El primer motivo consiste en las obligaciones institucionales. Los toros dependen del Ministerio de Cultura no para exterminarlos, sino para protegerlos y fomentarlos. Sabemos que la izquierda los ha degradado al cuarto oscuro y que los ha boicoteado de todas las maneras posibles, pero resulta extravagante que Urtasun incurra en una prevaricación política y que él mismo fomente la implosión en lugar se sujetarse a las formalidades.

 

El segundo motivo radica en la ley animalista que Unidas Podemos y los socialistas aprobaron en el desenlace de la pasada legislatura. Hubiera sido la ocasión más propicia a la aplicación de la doctrina abolicionista, pero Sánchez no se atrevió a presionar el botón rojo.
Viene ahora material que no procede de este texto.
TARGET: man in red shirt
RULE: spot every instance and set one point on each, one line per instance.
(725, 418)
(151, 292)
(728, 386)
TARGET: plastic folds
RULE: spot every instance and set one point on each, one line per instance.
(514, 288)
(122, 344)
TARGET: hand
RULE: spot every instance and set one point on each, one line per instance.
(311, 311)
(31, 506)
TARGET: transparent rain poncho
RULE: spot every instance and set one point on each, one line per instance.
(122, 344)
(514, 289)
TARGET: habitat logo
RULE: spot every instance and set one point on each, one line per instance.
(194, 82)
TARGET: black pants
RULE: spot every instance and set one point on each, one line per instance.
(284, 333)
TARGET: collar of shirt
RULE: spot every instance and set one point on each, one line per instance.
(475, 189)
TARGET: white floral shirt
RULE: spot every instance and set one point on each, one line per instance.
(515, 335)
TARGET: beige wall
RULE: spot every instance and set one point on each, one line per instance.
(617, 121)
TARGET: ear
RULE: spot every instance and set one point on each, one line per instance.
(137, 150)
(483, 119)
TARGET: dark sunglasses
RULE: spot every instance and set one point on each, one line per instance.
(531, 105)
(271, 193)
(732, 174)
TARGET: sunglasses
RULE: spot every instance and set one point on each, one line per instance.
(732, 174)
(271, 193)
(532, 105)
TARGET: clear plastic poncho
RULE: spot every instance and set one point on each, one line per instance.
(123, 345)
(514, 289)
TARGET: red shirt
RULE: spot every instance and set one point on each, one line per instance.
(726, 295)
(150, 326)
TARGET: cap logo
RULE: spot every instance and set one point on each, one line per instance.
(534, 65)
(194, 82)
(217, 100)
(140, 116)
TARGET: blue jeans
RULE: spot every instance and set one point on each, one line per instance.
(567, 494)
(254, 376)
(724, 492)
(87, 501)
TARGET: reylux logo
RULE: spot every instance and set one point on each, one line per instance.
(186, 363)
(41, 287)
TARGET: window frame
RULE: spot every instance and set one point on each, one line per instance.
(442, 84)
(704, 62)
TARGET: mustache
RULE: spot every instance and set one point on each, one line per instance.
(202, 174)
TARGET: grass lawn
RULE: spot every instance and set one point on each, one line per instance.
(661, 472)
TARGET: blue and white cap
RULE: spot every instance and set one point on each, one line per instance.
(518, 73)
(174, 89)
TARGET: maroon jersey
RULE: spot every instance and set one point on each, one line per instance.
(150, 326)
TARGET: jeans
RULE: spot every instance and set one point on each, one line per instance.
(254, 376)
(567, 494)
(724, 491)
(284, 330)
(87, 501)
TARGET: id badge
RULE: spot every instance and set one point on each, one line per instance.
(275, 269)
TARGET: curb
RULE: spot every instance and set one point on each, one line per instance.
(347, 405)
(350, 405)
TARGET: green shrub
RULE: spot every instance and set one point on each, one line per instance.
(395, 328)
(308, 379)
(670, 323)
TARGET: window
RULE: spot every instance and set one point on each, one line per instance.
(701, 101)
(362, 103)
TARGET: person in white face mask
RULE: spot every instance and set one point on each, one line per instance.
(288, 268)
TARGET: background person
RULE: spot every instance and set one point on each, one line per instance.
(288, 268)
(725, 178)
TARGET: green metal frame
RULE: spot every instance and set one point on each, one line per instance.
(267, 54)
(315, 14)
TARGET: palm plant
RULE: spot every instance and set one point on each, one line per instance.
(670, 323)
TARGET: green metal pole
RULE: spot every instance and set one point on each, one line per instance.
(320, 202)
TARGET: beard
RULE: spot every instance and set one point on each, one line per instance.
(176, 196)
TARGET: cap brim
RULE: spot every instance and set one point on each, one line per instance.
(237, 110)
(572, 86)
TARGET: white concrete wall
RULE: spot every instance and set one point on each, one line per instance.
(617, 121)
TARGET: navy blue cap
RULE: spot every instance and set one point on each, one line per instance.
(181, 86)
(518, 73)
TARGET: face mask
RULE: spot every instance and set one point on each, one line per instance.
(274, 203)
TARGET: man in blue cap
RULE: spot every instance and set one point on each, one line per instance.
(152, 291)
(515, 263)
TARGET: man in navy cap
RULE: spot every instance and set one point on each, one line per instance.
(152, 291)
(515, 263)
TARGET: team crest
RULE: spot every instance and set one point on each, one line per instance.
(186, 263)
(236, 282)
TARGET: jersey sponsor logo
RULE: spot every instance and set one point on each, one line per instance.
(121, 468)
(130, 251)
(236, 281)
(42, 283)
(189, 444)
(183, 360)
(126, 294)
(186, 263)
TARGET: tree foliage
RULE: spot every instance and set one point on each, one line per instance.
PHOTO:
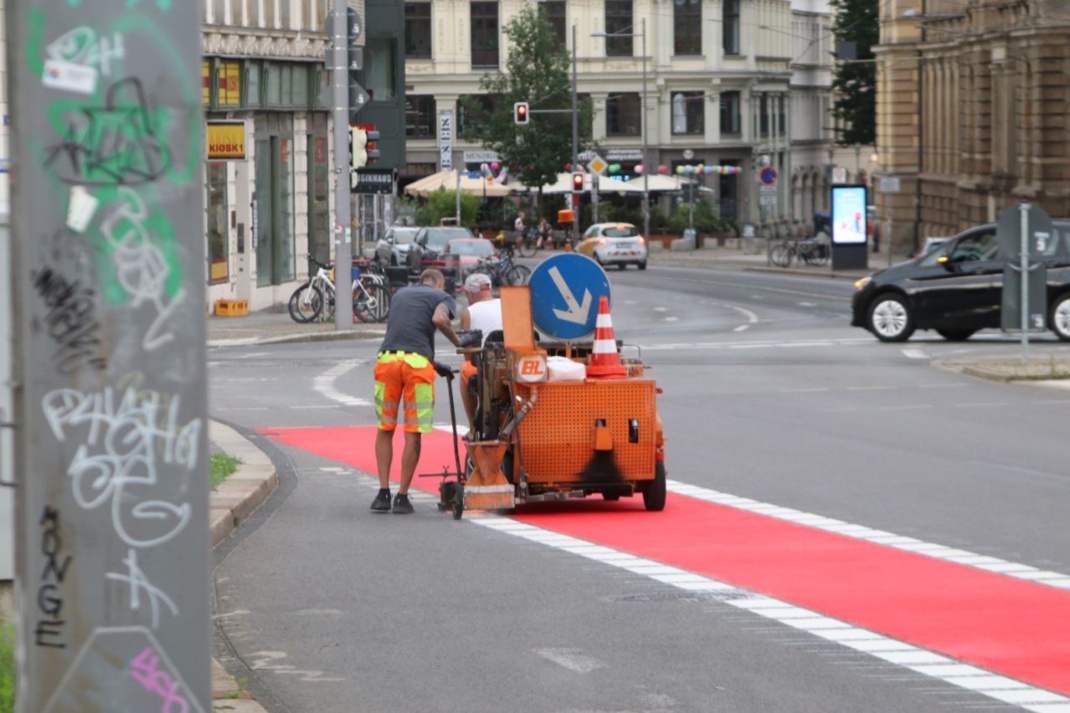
(537, 72)
(855, 81)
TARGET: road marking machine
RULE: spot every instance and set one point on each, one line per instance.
(558, 418)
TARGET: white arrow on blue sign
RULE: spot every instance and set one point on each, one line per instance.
(565, 291)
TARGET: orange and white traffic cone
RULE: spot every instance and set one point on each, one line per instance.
(605, 362)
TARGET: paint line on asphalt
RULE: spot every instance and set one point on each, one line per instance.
(834, 631)
(1017, 570)
(323, 383)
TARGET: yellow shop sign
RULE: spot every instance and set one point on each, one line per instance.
(226, 139)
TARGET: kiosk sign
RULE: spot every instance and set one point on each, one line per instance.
(565, 290)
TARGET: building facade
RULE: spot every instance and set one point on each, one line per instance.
(973, 111)
(717, 77)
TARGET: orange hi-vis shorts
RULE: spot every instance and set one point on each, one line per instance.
(407, 378)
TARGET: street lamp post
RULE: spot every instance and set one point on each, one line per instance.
(645, 118)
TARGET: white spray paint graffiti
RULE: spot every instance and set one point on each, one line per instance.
(137, 581)
(126, 436)
(140, 267)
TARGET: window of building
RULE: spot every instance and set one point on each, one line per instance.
(618, 20)
(730, 27)
(484, 34)
(417, 30)
(687, 112)
(555, 15)
(419, 117)
(687, 27)
(217, 247)
(623, 115)
(379, 54)
(730, 112)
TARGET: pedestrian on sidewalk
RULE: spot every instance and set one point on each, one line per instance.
(484, 313)
(404, 372)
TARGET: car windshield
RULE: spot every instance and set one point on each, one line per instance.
(438, 238)
(480, 247)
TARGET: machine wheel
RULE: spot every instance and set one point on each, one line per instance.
(654, 494)
(956, 335)
(459, 502)
(890, 318)
(1060, 317)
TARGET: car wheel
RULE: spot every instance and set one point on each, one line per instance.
(890, 319)
(956, 335)
(1060, 317)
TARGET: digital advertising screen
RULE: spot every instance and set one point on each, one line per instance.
(849, 214)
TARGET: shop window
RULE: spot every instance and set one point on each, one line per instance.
(217, 244)
(623, 115)
(419, 117)
(484, 34)
(618, 20)
(688, 112)
(687, 27)
(417, 30)
(730, 112)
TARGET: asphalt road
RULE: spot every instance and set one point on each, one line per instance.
(769, 396)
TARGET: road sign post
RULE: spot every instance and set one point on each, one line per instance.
(565, 291)
(110, 404)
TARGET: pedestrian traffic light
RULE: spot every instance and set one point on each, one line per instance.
(361, 154)
(520, 112)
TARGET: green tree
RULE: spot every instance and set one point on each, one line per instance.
(537, 72)
(855, 80)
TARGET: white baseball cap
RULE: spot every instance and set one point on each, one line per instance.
(477, 283)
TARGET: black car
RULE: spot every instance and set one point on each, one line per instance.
(956, 288)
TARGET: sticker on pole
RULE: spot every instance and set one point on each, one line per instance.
(565, 290)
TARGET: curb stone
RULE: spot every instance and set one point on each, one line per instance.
(231, 502)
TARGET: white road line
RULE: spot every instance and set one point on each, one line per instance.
(324, 384)
(900, 653)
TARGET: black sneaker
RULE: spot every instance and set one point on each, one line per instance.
(382, 502)
(401, 504)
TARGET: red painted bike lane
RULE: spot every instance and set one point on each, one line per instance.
(1010, 626)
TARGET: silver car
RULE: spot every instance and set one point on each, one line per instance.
(393, 248)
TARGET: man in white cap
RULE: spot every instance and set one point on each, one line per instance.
(484, 313)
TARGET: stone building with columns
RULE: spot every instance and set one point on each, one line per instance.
(717, 75)
(973, 111)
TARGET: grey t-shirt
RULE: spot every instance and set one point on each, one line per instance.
(409, 327)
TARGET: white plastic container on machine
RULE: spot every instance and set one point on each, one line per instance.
(562, 368)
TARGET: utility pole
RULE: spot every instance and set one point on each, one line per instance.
(344, 251)
(108, 359)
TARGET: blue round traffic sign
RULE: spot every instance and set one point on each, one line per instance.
(565, 294)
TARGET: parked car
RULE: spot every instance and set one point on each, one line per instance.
(468, 251)
(393, 248)
(956, 288)
(614, 243)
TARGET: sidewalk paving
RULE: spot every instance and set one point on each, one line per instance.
(256, 479)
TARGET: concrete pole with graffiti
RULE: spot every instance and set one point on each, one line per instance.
(111, 560)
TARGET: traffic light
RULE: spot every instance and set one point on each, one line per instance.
(361, 155)
(520, 112)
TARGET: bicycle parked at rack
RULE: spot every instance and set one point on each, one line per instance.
(810, 251)
(371, 299)
(502, 270)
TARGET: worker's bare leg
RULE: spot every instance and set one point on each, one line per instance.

Se lo podían restregar en las urnas los votantes de las comunidades más taurinas, aunque la prudencia del patrón monclovense también respondía a un cierto escrúpulo institucional: los toros son un bien cultural reconocido, un patrimonio inmaterial homologado y hasta un derecho constitucional sancionado por las eminencias del Tribunal Constitucional.

 

El tercer motivo es la precariedad del puesto que ocupa el propio Urtasun. No se le ha concedido la cartera por su espesor cultural ni por la amplitud de su intelecto, sino por el reparto y asignación de ministerios menores. Sumar se ha resignado a la pedrea que conlleva la cohabitación del sanchismo. Y Cultura es un premio de consolación secundario cuya precariedad se identifica en la «okupación» efímera del cargo. La estadística de cinco ministros en cinco años demuestra que Ernest Urtasun ya tiene cara de exministro, por mucho revuelo que provoquen sus declaraciones y se postule en las expectativas incendiarias de un activista.

 

Y el cuarto motivo es el estado de ánimo de la sociedad respecto al expediente de la tauromaquia. No hace falta una encuesta de Tezanos para percatarse de ciertas novedades socioculturales. Es una evidencia la afluencia del público joven a las plazas de toros en la devoción a la figura de Roca Rey y en la rebeldía que connota la reputación contracultural de la tauromaquia. La propia incomodidad que suscitan los toros ha contribuido a fortalecerlos en su capacidad escandalizadora y corrosiva, como se desprende de la adhesión de unas cuantas personalidades iconoclastas —Angélica Liddell, Albert Serra, Miquel Barceló…— cuya idiosincrasia vanguardista discrepa de la horrorosa defensa patriotera de Vox.

 

Ha sido una desgracia para los toros que Abascal se haya puesto a defenderlos con su pectoral de legionario. Y que los haya convertido en munición identitaria y en españolada cañí, cuando la personalidad de la tauromaquia se reconoce en la transgresión, en la radicalidad estética y en la liturgia compartida del Mediterráneo, lejos de la orilla del casticismo.

 

Quizá convendría recordarle al nuevo ministro Urtasun el reciente centenario del nacimiento de Jorge Semprún; no sólo porque fue un ilustre ministro de Cultura cuando la Cultura no era un cliché de la izquierda, sino porque el escritor pudo esconderse en su día de la persecución franquista gracias, precisamente, al refugio de la calle Ferraz que le habilitaron los toreros de la familia Dominguín.

 

Los taurinos nos hemos convertido en una minoría. Una minoría aguerrida cuya mala reputación resulta atractiva y cuyas reacciones hostiles parecen encontrarse más aletargadas. Se diría que el tabú de la tauromaquia está en situación de desmoronarse. Que la boda fallida de Juan Ortega ha puesto de luces la actualidad. Y que las alusiones a la tauromaquia en La casa de papel sólo han escandalizado a los activistas y los hooligans.